Finding What Sort Of Scripter You Are
In my previous columns in this series, I showed you a technique to simplify your script creation (pseudocode) and how to use Applescript to create three of the basic data structures that are used in computer science (stacks, queues, and priority queues). The next usual topic in most computer science courses is sorting. Sorting a list of items is one of the most common actions in any programming language, and it is often given sort shrift by most programming language creators. While some languages provide a built-in sort function, many (including Applescript) do not. But when you are showing the user of your script a long “choose from list” dialog it is much easier for the user to select something if the list is sorted.
A Bubbly Personality
Perhaps the oldest and easiest to understand sorting method is the bubble sort. Simply put, the bubble sort compares the first two items in the (unsorted) list. If the first item is greater than the second, the items are swapped. Then the second item (which was the first if there was a swap last time) and the third item are compared and swapped if necessary. The process continues until you have worked through all the times, finally placing the largest item in the last position.
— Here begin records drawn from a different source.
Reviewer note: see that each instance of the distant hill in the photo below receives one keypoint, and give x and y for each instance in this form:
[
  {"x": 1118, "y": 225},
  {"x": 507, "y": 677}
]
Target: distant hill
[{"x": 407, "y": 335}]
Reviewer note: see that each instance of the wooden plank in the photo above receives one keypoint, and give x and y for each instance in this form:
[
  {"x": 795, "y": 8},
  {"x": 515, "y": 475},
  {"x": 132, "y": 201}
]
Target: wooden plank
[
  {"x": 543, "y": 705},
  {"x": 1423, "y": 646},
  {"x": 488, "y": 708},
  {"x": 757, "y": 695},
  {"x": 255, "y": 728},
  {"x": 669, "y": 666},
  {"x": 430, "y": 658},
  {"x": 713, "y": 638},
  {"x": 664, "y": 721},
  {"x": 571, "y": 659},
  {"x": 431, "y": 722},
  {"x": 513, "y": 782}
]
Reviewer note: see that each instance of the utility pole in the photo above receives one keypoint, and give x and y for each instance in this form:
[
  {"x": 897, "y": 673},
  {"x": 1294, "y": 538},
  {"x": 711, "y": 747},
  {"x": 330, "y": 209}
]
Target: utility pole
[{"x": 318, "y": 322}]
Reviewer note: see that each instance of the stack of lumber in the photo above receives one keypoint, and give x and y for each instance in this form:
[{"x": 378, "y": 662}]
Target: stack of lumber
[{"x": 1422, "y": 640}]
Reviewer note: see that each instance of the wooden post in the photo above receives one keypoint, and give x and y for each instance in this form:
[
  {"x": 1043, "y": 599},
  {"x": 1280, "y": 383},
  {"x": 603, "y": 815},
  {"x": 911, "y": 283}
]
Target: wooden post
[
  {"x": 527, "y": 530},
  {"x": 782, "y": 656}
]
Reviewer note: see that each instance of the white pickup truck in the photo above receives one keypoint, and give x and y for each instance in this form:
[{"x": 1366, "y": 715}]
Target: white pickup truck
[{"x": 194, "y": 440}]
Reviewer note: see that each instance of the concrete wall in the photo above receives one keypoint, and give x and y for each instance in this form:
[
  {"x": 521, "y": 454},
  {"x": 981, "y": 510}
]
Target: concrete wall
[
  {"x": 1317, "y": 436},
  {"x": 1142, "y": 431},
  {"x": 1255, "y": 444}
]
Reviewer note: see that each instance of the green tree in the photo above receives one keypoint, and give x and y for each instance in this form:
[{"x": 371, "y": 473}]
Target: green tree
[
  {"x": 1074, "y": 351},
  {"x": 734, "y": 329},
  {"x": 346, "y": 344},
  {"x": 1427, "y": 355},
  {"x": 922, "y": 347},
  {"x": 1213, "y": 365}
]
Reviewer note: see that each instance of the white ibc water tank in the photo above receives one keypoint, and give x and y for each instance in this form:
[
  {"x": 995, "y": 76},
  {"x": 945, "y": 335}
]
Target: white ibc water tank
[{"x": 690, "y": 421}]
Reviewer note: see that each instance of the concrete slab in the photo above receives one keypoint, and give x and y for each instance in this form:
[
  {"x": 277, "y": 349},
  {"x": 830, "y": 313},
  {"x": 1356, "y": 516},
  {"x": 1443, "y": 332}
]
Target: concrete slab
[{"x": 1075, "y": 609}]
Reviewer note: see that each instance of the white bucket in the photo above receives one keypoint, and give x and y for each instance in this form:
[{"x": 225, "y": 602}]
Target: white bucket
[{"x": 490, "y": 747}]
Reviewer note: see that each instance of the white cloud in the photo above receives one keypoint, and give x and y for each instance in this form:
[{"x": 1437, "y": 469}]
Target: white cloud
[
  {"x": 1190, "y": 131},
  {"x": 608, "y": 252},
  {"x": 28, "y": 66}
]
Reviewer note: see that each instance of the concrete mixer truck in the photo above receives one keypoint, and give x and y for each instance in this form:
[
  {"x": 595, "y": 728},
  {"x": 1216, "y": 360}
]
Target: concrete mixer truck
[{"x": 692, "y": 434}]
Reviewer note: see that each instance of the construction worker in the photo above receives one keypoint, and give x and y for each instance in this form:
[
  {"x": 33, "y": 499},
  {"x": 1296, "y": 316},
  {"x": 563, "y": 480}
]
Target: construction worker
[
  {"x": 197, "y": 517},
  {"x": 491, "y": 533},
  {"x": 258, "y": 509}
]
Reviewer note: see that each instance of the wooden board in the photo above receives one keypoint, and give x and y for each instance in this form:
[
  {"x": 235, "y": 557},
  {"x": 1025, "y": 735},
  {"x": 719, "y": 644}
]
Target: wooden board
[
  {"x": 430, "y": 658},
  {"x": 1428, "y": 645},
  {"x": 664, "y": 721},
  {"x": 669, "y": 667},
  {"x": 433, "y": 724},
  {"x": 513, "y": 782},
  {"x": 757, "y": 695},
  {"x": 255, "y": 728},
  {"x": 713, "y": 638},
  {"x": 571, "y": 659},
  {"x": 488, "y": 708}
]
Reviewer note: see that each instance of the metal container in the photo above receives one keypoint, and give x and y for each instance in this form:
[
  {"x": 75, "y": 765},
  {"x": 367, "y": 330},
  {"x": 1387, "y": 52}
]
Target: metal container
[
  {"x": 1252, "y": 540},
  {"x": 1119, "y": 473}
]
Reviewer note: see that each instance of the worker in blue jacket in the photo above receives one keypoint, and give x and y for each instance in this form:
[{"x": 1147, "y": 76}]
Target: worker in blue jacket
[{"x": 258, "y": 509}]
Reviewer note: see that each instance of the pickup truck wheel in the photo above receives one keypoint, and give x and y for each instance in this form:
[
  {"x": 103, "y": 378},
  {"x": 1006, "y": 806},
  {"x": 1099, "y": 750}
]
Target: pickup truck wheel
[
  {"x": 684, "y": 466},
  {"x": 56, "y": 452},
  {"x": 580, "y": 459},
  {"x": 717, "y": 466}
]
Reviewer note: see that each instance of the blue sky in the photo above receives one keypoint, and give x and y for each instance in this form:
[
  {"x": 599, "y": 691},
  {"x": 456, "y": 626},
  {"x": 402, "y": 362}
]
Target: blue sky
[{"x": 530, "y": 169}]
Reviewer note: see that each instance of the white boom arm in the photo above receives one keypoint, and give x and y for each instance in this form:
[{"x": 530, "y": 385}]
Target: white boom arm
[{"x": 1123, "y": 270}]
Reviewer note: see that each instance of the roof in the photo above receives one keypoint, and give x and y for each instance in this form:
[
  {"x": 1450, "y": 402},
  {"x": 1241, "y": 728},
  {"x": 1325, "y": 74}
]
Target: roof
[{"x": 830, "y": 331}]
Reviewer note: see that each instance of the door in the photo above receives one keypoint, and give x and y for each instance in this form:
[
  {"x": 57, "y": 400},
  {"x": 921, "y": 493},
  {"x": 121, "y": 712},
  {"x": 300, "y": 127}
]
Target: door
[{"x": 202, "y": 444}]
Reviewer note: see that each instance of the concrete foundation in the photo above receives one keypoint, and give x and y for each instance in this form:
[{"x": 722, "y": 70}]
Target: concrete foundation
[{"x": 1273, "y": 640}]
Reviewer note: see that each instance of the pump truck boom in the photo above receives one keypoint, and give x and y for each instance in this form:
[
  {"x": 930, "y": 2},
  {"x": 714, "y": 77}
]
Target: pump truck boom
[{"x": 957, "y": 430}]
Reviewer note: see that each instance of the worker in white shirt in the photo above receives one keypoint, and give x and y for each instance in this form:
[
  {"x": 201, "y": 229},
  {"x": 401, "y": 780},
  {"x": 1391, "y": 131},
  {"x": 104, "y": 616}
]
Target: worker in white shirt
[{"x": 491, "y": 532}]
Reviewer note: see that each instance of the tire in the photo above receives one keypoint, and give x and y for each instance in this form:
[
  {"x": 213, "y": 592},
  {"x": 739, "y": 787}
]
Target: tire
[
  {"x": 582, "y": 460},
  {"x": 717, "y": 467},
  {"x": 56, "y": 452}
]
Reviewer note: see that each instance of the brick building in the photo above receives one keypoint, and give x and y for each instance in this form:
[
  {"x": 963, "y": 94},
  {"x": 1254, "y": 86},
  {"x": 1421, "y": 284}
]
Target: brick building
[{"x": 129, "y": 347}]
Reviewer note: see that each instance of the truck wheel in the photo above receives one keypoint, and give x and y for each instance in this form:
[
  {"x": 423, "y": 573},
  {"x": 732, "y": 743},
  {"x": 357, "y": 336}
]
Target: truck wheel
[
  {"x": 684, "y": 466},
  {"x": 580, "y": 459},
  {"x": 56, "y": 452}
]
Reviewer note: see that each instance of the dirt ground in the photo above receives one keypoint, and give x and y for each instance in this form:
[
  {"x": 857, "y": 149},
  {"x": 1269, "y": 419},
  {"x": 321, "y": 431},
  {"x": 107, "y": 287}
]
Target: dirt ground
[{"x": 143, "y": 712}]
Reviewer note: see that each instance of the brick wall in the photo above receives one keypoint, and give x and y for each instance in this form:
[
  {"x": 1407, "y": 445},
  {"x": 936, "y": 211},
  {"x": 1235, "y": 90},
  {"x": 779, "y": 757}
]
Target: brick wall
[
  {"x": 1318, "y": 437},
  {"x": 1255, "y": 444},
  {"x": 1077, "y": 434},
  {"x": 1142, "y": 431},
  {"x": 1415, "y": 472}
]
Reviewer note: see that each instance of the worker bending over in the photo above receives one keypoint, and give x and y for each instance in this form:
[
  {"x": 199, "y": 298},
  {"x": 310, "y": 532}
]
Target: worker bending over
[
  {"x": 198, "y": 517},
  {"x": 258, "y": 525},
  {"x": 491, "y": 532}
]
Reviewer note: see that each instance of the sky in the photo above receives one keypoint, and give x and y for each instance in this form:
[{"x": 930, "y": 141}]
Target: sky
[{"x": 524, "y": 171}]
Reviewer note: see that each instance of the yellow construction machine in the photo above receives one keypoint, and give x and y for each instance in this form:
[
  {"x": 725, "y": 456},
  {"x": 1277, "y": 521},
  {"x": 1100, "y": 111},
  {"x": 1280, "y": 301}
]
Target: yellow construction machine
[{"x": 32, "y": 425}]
However, we’re not nearly done! Now, we perform the same operation again, sorting the item next-to-last in the list, and then again for the item before next-to-last; you can see that with each pass, 1 item finds its proper place, but if the list has n items, you must loop through the list (n-1)+(n-2)+(n-3)…down to…1 times! So to sort 10 items, you have to do 9+8+7+6+5+4+3+2+1=45 comparisons. In AppleScript, the bubble sort looks like this:
on bubbleSort(theList)
-- defining an internal script makes for faster run times!
script bs
property alist : theList
end script
set theCount to length of bs's alist
if theCount < 2 then return bs's alist
repeat with indexA from theCount to 1 by -1
repeat with indexB from 1 to indexA - 1
if item indexB of bs's alist > item (indexB + 1) of bs's alist then
set temp to item indexB of bs's alist
set item indexB of bs's alist to item (indexB + 1) of bs's alist
set item (indexB + 1) of bs's alist to temp
end if
end repeat
end repeat
return bs's alist
end bubbleSort
While the bubble sort is okay for small lists (less than 20 items), it begins to bog down and get very slow for large numbers of items. The reason is that to sort the entire list (no matter how large it is) you have to do roughly (n*(n+1))/2 comparisons. To computer scientists and mathematicians, the important part of that equation is n*n or n squared.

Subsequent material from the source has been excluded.